Just then, my neighbor comes out of the garage with a bat and asked if I saw some drunk dude in the building. I said "yeah, this guy. I found him half naked and now hes wearing my clothes." My neighbor freaks out and says some guy was trying to break into cars. He went down to check on his and found a pair of jeans, tshirt, cell phone and wallet next to his car. It was Pedro's. The neighbor is going crazy. He wants to beat him with the bat and swears Pedro was trying to break in. Either way, he wants to call the cops. I try to tell him I just spoke to his father and he lost his friends. Doesnt matter, neighbor wants to call the cops which he does.

I tell Pedro he better leave or hes gonna be arrested. He smiles again and gives me that weird creepy look. He doesnt want to leave. OK, last chance.. last chance I keep telling him. Well, 2 hours later the cop shows up.

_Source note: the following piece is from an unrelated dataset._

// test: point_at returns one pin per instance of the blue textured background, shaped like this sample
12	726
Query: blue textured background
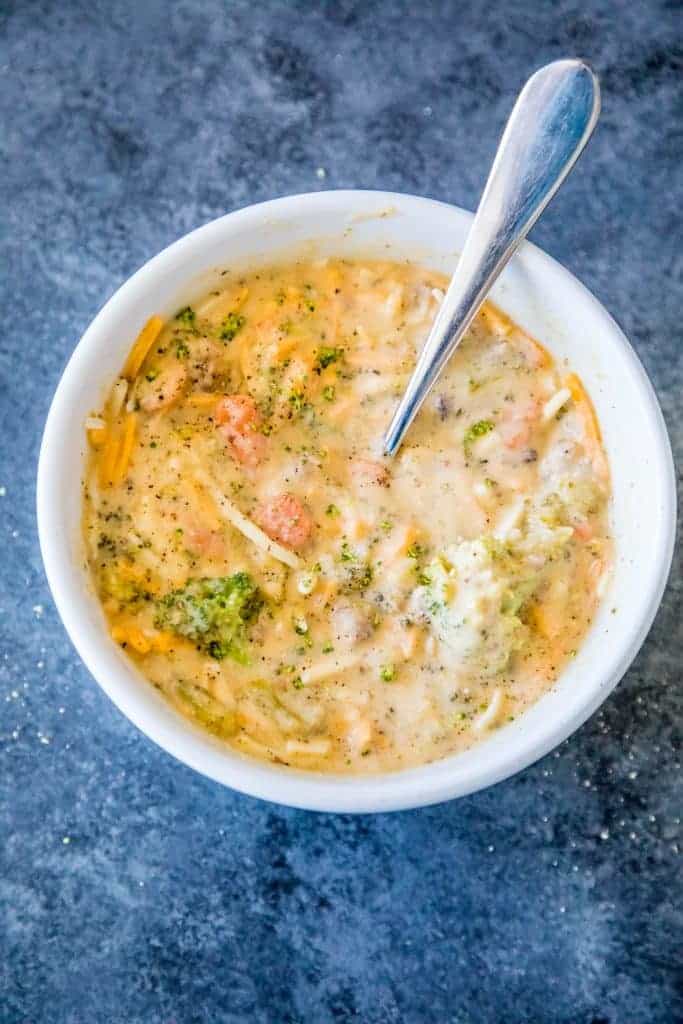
132	890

Pedro and my neighbor are still out front. 2 hours later! I live across from the new 911 call center in Seattle and it took 2 hours for the cops to come. Anyway, the cop comes, sees that he is drunk and doesnt care. I do tell the officer that I spoke with his dad and everything seemed to check out. Pedro is sobering up and remembers where he parked. The cop agrees to drive him back to his car. I was happy, my neighbor was pissed.

I go upstairs and call the father back who is obviously concerned at this point. I let him know that I gave his son clothes, he was sobering up, and the cop was driving him back to his car. The next day I get a call from a guy and he says "Hello, this is Pedro. Ummm......My dad told me to call and say.... thanks." He did not remember anything.

To this day I have no clue what happened that night but I was creeped out. I figured he met some guy at the baseball game and ended up back in my building. His boxers looked like they were shredded and the scratches made me assume he was attacked - maybe butt raped. Maybe he was hiding in the garage. Maybe he liked it. Im grossed out just thinking about it and cant look at certain neighbors the same.

I never did go back for the free happy hour food. Actually, Ive never been back there at all. Maybe I will stop in one day to see if he remembers me and if I can get my jeans back. Fucking Pedro.